目貫
昭和時代
そうかくず(わりたんざくめい)みつゆきさくほうちょうこれをしるす のぶあきさく めぬき 双鶴図(割短冊銘)光行作倣彫誌之 信明作 目貫/ホームメイト

本目貫は、仲睦まじい2羽の鶴が、たいへん美しい目貫。鶴の姿は精工で、毛彫を配し、量感豊かに作り込まれています。
首、足、くちばしが長く、端正で高貴な印象がある「鶴」は、仙禽(せんきん:仙界にいる霊鳥)と崇められてきました。

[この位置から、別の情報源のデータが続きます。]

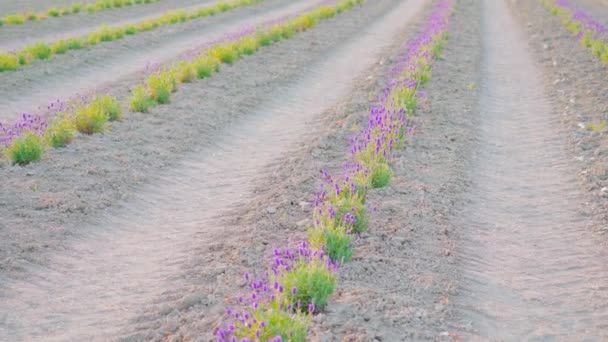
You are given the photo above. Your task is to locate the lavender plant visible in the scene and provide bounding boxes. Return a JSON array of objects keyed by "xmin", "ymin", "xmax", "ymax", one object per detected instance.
[
  {"xmin": 0, "ymin": 0, "xmax": 264, "ymax": 72},
  {"xmin": 0, "ymin": 114, "xmax": 46, "ymax": 165},
  {"xmin": 217, "ymin": 0, "xmax": 453, "ymax": 341},
  {"xmin": 44, "ymin": 113, "xmax": 76, "ymax": 148},
  {"xmin": 540, "ymin": 0, "xmax": 608, "ymax": 64}
]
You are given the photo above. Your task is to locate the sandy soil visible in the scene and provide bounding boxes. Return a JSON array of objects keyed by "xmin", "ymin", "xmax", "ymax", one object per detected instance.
[
  {"xmin": 0, "ymin": 0, "xmax": 92, "ymax": 14},
  {"xmin": 573, "ymin": 0, "xmax": 608, "ymax": 25},
  {"xmin": 514, "ymin": 1, "xmax": 608, "ymax": 234},
  {"xmin": 0, "ymin": 0, "xmax": 217, "ymax": 51},
  {"xmin": 0, "ymin": 0, "xmax": 452, "ymax": 340},
  {"xmin": 0, "ymin": 0, "xmax": 319, "ymax": 123}
]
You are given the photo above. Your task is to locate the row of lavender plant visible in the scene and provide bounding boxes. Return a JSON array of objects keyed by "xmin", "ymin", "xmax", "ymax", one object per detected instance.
[
  {"xmin": 0, "ymin": 0, "xmax": 363, "ymax": 164},
  {"xmin": 540, "ymin": 0, "xmax": 608, "ymax": 64},
  {"xmin": 0, "ymin": 0, "xmax": 264, "ymax": 72},
  {"xmin": 214, "ymin": 0, "xmax": 453, "ymax": 342},
  {"xmin": 0, "ymin": 0, "xmax": 160, "ymax": 26}
]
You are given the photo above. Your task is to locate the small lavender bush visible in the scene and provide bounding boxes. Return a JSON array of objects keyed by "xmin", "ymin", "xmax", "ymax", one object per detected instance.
[
  {"xmin": 72, "ymin": 103, "xmax": 109, "ymax": 134},
  {"xmin": 4, "ymin": 131, "xmax": 45, "ymax": 165},
  {"xmin": 127, "ymin": 85, "xmax": 156, "ymax": 113},
  {"xmin": 44, "ymin": 113, "xmax": 76, "ymax": 148}
]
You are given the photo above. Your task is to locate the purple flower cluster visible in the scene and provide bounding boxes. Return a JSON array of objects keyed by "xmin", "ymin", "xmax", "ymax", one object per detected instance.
[
  {"xmin": 0, "ymin": 113, "xmax": 47, "ymax": 147},
  {"xmin": 216, "ymin": 0, "xmax": 453, "ymax": 342},
  {"xmin": 215, "ymin": 241, "xmax": 340, "ymax": 342},
  {"xmin": 554, "ymin": 0, "xmax": 608, "ymax": 40}
]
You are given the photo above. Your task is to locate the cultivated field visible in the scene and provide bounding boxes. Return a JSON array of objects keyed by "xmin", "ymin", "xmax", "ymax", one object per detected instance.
[{"xmin": 0, "ymin": 0, "xmax": 608, "ymax": 342}]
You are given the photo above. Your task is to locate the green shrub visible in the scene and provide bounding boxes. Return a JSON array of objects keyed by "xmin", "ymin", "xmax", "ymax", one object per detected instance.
[
  {"xmin": 72, "ymin": 104, "xmax": 109, "ymax": 134},
  {"xmin": 308, "ymin": 225, "xmax": 354, "ymax": 263},
  {"xmin": 51, "ymin": 39, "xmax": 70, "ymax": 55},
  {"xmin": 68, "ymin": 38, "xmax": 86, "ymax": 50},
  {"xmin": 0, "ymin": 52, "xmax": 20, "ymax": 72},
  {"xmin": 25, "ymin": 11, "xmax": 38, "ymax": 21},
  {"xmin": 277, "ymin": 258, "xmax": 337, "ymax": 311},
  {"xmin": 238, "ymin": 37, "xmax": 260, "ymax": 55},
  {"xmin": 4, "ymin": 132, "xmax": 46, "ymax": 165},
  {"xmin": 25, "ymin": 43, "xmax": 53, "ymax": 60},
  {"xmin": 4, "ymin": 13, "xmax": 25, "ymax": 25},
  {"xmin": 332, "ymin": 196, "xmax": 368, "ymax": 233},
  {"xmin": 234, "ymin": 301, "xmax": 311, "ymax": 342},
  {"xmin": 209, "ymin": 43, "xmax": 239, "ymax": 64},
  {"xmin": 127, "ymin": 85, "xmax": 156, "ymax": 113},
  {"xmin": 70, "ymin": 2, "xmax": 82, "ymax": 14},
  {"xmin": 370, "ymin": 163, "xmax": 393, "ymax": 188},
  {"xmin": 47, "ymin": 8, "xmax": 61, "ymax": 17},
  {"xmin": 195, "ymin": 56, "xmax": 220, "ymax": 78},
  {"xmin": 89, "ymin": 95, "xmax": 122, "ymax": 121},
  {"xmin": 258, "ymin": 33, "xmax": 272, "ymax": 46},
  {"xmin": 125, "ymin": 25, "xmax": 137, "ymax": 35},
  {"xmin": 44, "ymin": 113, "xmax": 76, "ymax": 148},
  {"xmin": 173, "ymin": 61, "xmax": 197, "ymax": 83},
  {"xmin": 146, "ymin": 71, "xmax": 176, "ymax": 104}
]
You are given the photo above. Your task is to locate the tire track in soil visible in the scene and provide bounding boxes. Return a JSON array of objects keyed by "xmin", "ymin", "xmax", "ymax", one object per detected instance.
[
  {"xmin": 0, "ymin": 0, "xmax": 424, "ymax": 341},
  {"xmin": 455, "ymin": 0, "xmax": 608, "ymax": 340},
  {"xmin": 0, "ymin": 0, "xmax": 220, "ymax": 51},
  {"xmin": 0, "ymin": 0, "xmax": 314, "ymax": 124}
]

昔から、鶴が舞い降りると良いことが起き、鶴の夢を見ると長生きできると言われますが、特に双鶴図は、鶴が生涯1羽としかつがいにならないという特性から、幸せな結婚を願う縁起が良い図柄として好まれています。
本目貫は、江戸時代中期に活躍した装剣金工「菊岡光行」(きくおかみつゆき)の目貫を、「宮田信明」(みやたのぶあき)が模した1具。
菊岡光行は、装剣金工・菊岡派を創始し、力強く精美な作風が特徴でした。
宮田信明は、1888年(明治21年)生まれの昭和時代に活躍した金工で、古作の名品の補修や模倣を数多く手掛けた人物。特に「腰元彫り」という、腰まわりに使う目貫・小柄(こづか)といった刀装具(とうそうぐ)や、煙草入などの金工が得意で、昭和時代最後の良工と呼ばれました。